- Genre: Black magic; Romantic drama;
- Written by: Imran Nazir
- Story by: Imran Nazir
- Directed by: Iqbal Hussain
- Starring: Azfar Rehman; Sarah Khan; Ali Abbas; Syed Villayat Hussain;
- Opening theme: Singers Raheel Fayyaz Bina Khan Lyrics by Saji Gul
- Country of origin: Pakistan
- Original language: Urdu
- No. of seasons: 1
- No. of episodes: 40

Production
- Producer: Moomal Shunaid
- Camera setup: Multi-camera setup
- Running time: 39:00
- Production company: Moomal Entertainment

Original release
- Network: Hum Network Limited
- Release: 25 January – 8 June 2017

Related
- Hatheli; Adhi Gawahi;

= Nazr-e-Bad =

Pakistani television series

Nazr-e-Bad (Urdu:; lit: Look of Evil) is a Pakistani black magic-based romantic television drama serial which aired on Hum TV on 25 January 2017, replacing the previously concluded drama Hatheli. It stars Azfar Rehman and Sarah Khan in leading to pivot roles.

The story is penned by Imran Nazir who previously written Mohabbat Aag Si which was strongly hit because of appearance of Azfar Rehman, Sarah Khan and Iffat Rahim and directed by Iqbal Hussain, who is famous for his previously directed drama Seeta Bagri and is produced by Moomal Shunaid under Moomal Entertainment.This serial was a great success and loved by the people because of its reality like most of the times these types of Black Magic are happening in our society.

==Story==
Nazr-e-Bad is a drama about the old superstitious concept of Nazr-e-Bad (evil eye) and black magic. The story reveals how jealousy can lead to envy and eventually make people do horrendous things. Shafiq is a simple and common man, who lives with his family in a modest home. His brother lives in the same house upstairs. Nusrat (Shafiq’s wife and Maham’s mother, played by Fazila Qazi) despises Almas (Pervaiz’s mother, played by Sakina Samo) due to her modest background. Nusrat also believes that Almas casts an evil eye on her better economic condition. Maham (played by Sarah Khan) Shafiq’s daughter does not like her cousin Pervaiz, who deeply loves her. The story further unfolds, when Nusrat’s nephew Aftab (played by Ali Abbas) asks for Maham’s hand in marriage. This shakes Pervaiz and his mother Almas, as they wanted Maham to marry Pervaiz. In their jealousy and envy, they turn to black magic.
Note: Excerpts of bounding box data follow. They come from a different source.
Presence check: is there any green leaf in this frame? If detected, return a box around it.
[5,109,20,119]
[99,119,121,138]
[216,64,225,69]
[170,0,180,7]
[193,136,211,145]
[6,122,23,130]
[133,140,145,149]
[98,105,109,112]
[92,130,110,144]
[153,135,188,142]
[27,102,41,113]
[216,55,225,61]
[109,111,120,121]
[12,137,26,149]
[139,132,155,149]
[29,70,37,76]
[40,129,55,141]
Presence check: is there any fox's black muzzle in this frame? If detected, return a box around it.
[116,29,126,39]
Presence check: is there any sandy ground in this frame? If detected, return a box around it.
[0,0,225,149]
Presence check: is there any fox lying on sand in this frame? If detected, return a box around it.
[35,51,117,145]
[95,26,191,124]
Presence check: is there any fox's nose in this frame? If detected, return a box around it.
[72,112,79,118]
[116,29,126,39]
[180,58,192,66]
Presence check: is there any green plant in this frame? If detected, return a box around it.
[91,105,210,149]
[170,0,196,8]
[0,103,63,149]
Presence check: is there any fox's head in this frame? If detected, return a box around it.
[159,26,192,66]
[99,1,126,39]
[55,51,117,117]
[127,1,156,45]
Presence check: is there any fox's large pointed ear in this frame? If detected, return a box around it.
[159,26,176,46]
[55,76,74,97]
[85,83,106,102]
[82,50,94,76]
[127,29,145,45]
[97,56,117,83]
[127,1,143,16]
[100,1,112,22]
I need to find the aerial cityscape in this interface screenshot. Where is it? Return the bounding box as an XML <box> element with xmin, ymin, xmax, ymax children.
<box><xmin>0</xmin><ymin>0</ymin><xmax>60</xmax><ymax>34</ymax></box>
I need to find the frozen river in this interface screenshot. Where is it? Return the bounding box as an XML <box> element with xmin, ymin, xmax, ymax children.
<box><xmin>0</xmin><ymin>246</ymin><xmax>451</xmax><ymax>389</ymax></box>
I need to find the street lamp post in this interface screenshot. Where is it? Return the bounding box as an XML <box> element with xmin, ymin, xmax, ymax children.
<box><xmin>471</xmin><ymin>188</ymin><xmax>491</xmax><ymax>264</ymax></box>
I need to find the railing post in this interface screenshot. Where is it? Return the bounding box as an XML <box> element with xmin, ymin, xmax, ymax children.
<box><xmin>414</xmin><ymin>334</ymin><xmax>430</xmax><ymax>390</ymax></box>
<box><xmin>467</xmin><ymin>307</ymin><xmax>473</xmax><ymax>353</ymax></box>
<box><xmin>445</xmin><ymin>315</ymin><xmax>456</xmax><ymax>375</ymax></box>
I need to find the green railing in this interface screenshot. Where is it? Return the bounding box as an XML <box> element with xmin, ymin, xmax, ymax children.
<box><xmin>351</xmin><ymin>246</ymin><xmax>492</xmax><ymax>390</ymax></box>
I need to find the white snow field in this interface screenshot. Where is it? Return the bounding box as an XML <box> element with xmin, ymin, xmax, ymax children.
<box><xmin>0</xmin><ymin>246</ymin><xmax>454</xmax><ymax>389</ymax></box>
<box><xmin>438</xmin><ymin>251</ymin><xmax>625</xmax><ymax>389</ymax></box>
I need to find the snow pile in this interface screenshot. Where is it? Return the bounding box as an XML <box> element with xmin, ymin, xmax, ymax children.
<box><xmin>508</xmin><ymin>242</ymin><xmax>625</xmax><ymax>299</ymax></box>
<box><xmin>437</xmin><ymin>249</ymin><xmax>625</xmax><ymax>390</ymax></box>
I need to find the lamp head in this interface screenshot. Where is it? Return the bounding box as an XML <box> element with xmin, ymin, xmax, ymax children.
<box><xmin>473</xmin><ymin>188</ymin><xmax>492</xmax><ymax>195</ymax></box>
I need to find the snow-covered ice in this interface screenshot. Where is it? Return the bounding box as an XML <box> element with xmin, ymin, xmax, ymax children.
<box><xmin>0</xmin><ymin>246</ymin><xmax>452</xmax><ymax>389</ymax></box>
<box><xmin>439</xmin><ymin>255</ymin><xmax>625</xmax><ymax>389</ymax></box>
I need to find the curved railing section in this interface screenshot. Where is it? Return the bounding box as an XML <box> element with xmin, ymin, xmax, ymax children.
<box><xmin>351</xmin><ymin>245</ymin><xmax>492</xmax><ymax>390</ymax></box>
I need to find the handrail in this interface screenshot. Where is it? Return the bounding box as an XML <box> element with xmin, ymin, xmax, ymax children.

What happens next is a series of horrendous and unfortunate events.

== Cast ==
===Main cast===
- Azfar Rehman as Pervaiz
- Sarah Khan as Maham
- Ali Abbas as Aftab

===Recurring cast===
- Sakina Samo as Almas
- Fazila Qazi as Nusrat
- Nayyar Ejaz as Baba
- Beenish Raja as Shazia
- Waseem Abbas as Shafiq ur Rehman
- Faseeh Sardar as Ahmer
- Humaira Bano as Salma
- Hanif Bachchan as Attique ur Rehman
- Mizna Waqas as Umera
- Aruba Mirza as Abeera
- Usman Patel as Babar
- Tara Mahmood as Shaista
- Jameel Ahmed as Akmal
- Noman Ashraf
- Iqbal Hussain as Shamsi Chacha
- Hajra Ali as Aneesa Yazdani
- Awais Waseer as Shafqat
- Villayat Hussain

== Availability ==
The show is available on:
- MX Player
- iflix (till 2017)

== Production ==
=== Post-Production delays ===
The viewers mostly liked the couple of Sarah Khan and Azfar Rehman in the set of Mohabbat Aag Si. The drama was scheduled to air in 2016 but due to Azfar Rehman had to work on Hatheli, Waseem Abbas and Fazila Qazi had to work for Deewana, Sakina Samo had to work for Dil Banjaara and Ali Abbas had to work for Tum Kon Piya the project was paused. The series was again scheduled to air from 15 December 2016 but due to post-production delays, the show aired from 25 January 2017.